The fine print, plainly
Legal & privacy
Estimates, not promises
Every date OutDate produces is an estimate computed from the information you provide and our reading of current law and policy — 18 U.S.C. §§3585, 3621, 3624, and 3632, the First Step Act, and the Second Chance Act. Projections depend on assumptions (listed with every calculation) that may not hold. The Federal Bureau of Prisons makes all final sentence-computation, placement, and release determinations. Never treat an OutDate projection as a promise of a release date.
Not legal advice
OutDate is not a law firm, provides no legal advice, and no attorney–client relationship is created by using it. Documents the app generates are templates and drafts for you to review, edit, and send yourself — OutDate never files or transmits anything to BOP or any court on your behalf. We strongly encourage having a licensed attorney review anything before you file it, and deadlines in the administrative remedy process are strict — verify them against current BOP program statements.
Rules change
Statutes, BOP program statements, and court decisions change. Calculations are stamped with the rules version used. When we ship a rules update, saved cases are recalculated and you are notified if dates moved. Rules parameters we have implemented from secondary sources are flagged for verification in each calculation's assumptions.
Privacy
- Names and register numbers are encrypted at rest (AES-256-GCM).

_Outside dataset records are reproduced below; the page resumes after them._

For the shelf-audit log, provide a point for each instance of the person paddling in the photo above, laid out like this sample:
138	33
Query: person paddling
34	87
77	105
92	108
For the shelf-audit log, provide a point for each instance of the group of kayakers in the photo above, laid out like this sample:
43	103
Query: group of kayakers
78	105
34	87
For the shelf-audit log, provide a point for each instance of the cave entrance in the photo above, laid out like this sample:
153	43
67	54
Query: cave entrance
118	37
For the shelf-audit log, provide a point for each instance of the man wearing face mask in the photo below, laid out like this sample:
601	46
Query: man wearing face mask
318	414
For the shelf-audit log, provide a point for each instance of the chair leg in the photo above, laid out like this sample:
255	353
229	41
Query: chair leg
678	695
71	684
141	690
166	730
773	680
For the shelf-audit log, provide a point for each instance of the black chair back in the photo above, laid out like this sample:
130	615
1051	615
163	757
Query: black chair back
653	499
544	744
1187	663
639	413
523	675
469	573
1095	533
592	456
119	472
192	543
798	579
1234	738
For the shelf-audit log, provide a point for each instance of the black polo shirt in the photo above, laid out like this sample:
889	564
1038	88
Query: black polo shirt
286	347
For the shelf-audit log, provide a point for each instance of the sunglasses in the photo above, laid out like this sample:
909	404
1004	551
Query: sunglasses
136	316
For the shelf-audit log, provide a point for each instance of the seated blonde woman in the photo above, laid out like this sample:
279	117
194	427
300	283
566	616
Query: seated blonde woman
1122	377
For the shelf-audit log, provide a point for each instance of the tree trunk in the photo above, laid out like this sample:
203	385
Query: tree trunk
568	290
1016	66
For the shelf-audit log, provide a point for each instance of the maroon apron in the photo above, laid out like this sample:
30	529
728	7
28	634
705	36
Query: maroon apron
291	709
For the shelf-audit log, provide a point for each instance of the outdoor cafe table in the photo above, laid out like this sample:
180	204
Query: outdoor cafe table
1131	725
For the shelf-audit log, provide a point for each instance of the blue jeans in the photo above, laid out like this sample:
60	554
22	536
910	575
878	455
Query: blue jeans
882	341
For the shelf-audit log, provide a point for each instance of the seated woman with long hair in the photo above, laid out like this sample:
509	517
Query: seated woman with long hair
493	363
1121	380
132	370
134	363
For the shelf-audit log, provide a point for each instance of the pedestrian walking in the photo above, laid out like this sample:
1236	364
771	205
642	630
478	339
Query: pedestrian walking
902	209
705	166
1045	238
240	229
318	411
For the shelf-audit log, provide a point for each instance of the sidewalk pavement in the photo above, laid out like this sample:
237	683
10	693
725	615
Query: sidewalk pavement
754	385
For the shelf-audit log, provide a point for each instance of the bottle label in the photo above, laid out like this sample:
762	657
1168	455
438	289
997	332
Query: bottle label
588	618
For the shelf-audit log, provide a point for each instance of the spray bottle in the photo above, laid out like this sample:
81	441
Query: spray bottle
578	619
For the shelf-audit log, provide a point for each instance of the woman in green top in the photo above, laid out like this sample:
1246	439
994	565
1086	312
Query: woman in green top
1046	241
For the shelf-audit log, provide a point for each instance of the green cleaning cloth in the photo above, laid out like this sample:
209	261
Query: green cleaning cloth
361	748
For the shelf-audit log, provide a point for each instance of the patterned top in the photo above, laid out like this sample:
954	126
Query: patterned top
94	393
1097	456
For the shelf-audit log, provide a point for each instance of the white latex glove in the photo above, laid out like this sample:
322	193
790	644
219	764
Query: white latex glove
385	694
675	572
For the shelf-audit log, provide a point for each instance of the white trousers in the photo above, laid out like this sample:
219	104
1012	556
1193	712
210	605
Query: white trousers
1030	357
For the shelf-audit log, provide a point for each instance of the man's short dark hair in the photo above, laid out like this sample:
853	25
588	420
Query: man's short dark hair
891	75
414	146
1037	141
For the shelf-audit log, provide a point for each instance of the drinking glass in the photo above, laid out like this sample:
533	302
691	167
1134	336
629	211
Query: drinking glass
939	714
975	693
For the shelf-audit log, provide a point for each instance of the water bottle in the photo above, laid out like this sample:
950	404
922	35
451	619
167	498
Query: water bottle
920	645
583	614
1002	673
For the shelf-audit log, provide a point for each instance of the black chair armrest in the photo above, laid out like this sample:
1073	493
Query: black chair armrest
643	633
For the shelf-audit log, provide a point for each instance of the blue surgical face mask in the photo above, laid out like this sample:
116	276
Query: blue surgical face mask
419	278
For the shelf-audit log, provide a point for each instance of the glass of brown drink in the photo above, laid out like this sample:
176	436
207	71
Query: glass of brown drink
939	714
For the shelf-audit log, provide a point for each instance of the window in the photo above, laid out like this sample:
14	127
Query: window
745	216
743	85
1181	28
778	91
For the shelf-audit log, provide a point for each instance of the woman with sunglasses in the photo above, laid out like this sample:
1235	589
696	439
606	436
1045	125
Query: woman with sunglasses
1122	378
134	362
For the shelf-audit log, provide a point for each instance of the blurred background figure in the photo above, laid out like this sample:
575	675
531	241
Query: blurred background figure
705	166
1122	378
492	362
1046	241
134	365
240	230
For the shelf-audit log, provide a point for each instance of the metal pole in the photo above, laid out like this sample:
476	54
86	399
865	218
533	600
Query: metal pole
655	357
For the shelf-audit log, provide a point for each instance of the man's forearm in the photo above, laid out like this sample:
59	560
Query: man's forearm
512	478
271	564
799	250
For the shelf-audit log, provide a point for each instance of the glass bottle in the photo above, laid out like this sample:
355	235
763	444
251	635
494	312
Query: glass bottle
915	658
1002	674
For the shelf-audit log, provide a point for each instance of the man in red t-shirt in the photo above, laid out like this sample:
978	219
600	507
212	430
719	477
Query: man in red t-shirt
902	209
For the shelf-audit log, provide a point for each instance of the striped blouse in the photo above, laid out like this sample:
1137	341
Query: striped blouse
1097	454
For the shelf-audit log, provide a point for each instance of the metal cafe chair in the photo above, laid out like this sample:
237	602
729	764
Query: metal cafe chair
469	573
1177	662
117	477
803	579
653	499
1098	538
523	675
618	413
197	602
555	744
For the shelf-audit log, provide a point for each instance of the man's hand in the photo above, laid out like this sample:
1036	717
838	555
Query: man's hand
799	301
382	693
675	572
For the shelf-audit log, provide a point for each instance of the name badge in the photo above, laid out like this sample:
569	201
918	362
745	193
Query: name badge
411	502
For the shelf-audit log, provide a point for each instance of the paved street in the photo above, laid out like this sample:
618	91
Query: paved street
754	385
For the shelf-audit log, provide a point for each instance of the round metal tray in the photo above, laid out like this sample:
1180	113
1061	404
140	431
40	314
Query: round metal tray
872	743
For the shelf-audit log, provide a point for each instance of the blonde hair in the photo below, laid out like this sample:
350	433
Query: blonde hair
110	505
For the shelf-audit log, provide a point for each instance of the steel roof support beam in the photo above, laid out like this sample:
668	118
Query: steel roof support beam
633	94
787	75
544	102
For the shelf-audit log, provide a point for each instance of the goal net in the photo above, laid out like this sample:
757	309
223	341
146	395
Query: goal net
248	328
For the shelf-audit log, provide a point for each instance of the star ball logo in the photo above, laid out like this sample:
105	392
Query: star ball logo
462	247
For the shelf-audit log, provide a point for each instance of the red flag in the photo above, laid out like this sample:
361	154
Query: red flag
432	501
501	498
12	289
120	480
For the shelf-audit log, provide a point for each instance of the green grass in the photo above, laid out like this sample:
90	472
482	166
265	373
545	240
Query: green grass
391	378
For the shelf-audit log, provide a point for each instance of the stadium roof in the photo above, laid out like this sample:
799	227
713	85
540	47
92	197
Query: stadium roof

- A real name is never required — aliases work everywhere.
- The anonymous calculator stores nothing server-side.
- We run no analytics on case content — only anonymous feature counters.
- Deleting a case permanently removes every associated record: sentence facts, ledger history, and advocacy documents.
If our numbers differ from BOP's
A discrepancy between our calculation and BOP paperwork does not mean BOP is wrong — BOP may have information not entered here. The discrepancy report exists to make the comparison precise so it can be reviewed and, if warranted, corrected through proper channels.